We strongly encourage you to read the rest of this document, scroll through the FAQ section, and train the test model from example/ directory. Importantly, please read our Database of Structural Propensities of Proteins paper.


Proteins are complex biomolecules made of 20 building blocks, amino acids, which are connected sequentially into long non-branching chains; commonly known as polypeptide chains.

Unique spatial arrangement of polypeptide chains yields 3D molecular structures, which define protein function and interactions with other biomolecules.

Although the very basic forces that govern protein 3D structure formation are known and understood, the exact nature of polypeptide folding remains elusive and has been studied extensively.

Protein dynamics

Just like every other molecule present in our natural environment, polypeptide chains undergo molecular motions at time scales ranging from nanoseconds to minutes.

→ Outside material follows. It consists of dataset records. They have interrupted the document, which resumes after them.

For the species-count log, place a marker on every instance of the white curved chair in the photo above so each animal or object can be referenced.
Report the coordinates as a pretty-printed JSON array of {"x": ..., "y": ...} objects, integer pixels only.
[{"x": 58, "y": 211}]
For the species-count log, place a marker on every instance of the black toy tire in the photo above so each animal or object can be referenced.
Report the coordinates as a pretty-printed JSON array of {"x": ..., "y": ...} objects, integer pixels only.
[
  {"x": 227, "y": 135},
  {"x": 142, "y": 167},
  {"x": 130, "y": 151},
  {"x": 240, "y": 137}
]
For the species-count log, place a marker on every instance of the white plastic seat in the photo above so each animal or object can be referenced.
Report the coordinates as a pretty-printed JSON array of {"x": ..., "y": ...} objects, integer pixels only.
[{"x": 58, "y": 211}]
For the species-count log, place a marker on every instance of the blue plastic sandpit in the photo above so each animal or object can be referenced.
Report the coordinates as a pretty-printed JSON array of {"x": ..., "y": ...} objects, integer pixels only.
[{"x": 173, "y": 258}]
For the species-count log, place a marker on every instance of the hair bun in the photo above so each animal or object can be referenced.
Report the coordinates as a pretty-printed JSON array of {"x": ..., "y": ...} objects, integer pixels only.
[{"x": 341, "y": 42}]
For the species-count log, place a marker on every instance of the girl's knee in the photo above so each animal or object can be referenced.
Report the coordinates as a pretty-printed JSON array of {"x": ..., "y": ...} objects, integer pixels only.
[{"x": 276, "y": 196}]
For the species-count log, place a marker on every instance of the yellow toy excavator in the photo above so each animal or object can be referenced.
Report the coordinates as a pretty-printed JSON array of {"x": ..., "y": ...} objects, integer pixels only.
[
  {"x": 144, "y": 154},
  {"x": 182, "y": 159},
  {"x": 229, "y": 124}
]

It is accepted that complete understanding of protein functions and activity requires knowledge of structures and dynamics.

Protein ensembles

Under conditions of living organisms (aka native conditions) in an aqueous environment, the state of a polypeptide can be thought of as an ensemble of structures, which at any given moment in time have slightly different conformations, as a consequence of protein dynamics and intrinsic flexibility.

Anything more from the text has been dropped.